React already escapes text content by default when you interpolate into JSX, so the <Head> component inherits XSS protection automatically:

import { Head } from 'pyxle/client';

export default function Page({ data }) {
  return (
    <>
      <Head>
        <title>{data.userSubmittedTitle}</title>
      </Head>
      {/* ... */}
    </>
  );
}

React escapes data.userSubmittedTitle in the text node, and Pyxle's head sanitiser provides a second layer of defense. You don't need html.escape() for JSX-driven head content.
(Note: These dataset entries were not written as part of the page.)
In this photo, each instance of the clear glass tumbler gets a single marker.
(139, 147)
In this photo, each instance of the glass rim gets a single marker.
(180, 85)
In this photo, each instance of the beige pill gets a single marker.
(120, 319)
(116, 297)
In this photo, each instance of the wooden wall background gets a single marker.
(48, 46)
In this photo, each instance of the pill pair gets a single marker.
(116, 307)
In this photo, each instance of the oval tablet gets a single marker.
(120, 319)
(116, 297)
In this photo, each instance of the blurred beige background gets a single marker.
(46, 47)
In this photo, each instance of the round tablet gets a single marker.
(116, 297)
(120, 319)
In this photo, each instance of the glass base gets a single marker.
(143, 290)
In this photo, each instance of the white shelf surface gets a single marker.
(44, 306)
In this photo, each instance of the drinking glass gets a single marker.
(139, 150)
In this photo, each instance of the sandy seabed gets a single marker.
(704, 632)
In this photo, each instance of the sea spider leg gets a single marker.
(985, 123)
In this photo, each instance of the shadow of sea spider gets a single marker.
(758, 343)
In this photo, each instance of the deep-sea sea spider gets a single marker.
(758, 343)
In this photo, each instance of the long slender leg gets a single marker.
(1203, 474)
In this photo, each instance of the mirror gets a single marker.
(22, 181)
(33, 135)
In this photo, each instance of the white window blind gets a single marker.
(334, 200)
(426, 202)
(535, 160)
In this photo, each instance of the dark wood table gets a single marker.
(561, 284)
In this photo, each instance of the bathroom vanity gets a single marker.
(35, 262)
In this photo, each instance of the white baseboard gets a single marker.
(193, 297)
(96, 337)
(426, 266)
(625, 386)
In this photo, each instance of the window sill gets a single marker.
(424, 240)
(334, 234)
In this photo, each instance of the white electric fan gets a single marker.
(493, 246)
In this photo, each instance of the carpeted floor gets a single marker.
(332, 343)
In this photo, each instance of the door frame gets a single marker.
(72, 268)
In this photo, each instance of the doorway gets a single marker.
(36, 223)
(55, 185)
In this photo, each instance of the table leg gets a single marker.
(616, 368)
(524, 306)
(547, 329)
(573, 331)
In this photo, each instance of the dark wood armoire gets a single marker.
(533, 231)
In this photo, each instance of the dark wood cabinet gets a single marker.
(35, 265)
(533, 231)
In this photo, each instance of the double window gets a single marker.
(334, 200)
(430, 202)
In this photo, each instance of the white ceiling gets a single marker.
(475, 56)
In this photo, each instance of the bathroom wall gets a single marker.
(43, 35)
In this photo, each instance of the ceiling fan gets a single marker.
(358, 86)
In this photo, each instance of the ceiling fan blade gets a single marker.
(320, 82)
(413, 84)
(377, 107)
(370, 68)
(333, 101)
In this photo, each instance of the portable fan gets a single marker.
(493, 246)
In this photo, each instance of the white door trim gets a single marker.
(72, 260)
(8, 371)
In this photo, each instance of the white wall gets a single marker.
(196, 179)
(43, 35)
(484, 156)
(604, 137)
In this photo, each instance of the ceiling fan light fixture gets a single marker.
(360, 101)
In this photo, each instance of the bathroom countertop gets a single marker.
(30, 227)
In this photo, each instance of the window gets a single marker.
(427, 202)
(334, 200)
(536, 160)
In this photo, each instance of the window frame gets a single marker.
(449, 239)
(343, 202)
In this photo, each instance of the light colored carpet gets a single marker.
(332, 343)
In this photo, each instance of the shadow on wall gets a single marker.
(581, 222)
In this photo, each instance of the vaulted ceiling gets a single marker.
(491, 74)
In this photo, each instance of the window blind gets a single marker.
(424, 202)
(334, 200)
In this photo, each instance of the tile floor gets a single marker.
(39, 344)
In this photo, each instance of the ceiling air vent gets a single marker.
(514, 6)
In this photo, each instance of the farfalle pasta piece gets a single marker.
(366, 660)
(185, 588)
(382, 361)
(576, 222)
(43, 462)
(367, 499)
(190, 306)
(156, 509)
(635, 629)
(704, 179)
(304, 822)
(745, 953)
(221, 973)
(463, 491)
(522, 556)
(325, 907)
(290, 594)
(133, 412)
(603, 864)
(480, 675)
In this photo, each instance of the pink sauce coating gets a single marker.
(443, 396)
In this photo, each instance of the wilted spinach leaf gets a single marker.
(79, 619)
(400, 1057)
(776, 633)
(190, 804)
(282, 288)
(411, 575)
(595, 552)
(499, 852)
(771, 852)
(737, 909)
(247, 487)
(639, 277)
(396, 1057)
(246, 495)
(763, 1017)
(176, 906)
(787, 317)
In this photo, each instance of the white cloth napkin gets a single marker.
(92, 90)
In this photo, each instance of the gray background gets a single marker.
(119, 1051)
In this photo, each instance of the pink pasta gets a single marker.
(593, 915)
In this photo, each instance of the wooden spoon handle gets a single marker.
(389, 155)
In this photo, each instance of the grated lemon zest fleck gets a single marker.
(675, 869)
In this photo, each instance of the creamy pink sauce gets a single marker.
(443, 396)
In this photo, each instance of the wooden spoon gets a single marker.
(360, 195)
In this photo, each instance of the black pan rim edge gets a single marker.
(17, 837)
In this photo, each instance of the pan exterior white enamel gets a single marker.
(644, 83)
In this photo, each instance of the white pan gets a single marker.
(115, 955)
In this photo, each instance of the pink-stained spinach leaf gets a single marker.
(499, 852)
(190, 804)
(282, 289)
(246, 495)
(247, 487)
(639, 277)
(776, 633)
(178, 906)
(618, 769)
For the lower-level HEAD Python variable with user-supplied data, escape explicitly:

from html import escape

def HEAD(data):
    return f'<title>{escape(data["title"])}</title>'

Security headers

Pyxle automatically sets a baseline of security headers on every response, in both dev and production — you don't need to add these at your proxy:

X-Content-Type-Options: nosniff
X-Frame-Options: SAMEORIGIN
Referrer-Policy: strict-origin-when-cross-origin

X-Frame-Options: SAMEORIGIN allows your own pages to frame each other (e.g. a preview iframe) while blocking third-party framing. If you need stricter framing, set DENY at your reverse proxy — a proxy header overrides the app's.

Two headers are not set for you, because a safe value depends on your app:

  • Content-Security-Policy — a good policy is app-specific (which script/style/img/connect sources you allow), and a wrong one silently breaks your pages. Add it at your reverse proxy once you've settled your sources. A strict starting point is default-src 'self'.
  • Strict-Transport-Security (HSTS) — belongs at the TLS-terminating layer (your proxy or CDN), since it only makes sense once you're serving HTTPS. Example: Strict-Transport-Security: max-age=31536000; includeSubDomains.

Example Nginx addition for the two headers Pyxle leaves to you:

add_header Content-Security-Policy "default-src 'self'" always;
add_header Strict-Transport-Security "max-age=31536000; includeSubDomains" always;

Rate limiting

Pyxle ships a built-in token-bucket rate limiter, off by default. Enable it from pyxle.config.json to cap how fast a single client can hit the app and blunt brute-force and scraping abuse:

{
  "rateLimit": {
    "requests": 100,
    "window": 60,
    "exemptPaths": ["/health"]
  }
}

A client may burst up to requests and then sustains requests / window per second; over-limit requests get 429 Too Many Requests with a Retry-After header. The store is in-memory and per-process, so for a single shared limit across --workers or hosts, rate-limit at your reverse proxy. Full details: middleware guide and configuration reference.

Environment variable safety

  • Variables without the PYXLE_PUBLIC_ prefix are server-only and never appear in client bundles
  • Loader and action return values are serialised to JSON and sent to the client -- never include secrets in return values
  • Use .env.local for secrets and add it to .gitignore

Reporting a vulnerability

Found a security issue in Pyxle itself? Please report it privately — don't open a public issue. Use a GitHub private advisory or email [email protected]. You'll get an acknowledgement within 72 hours. See SECURITY.md for the full policy and scope.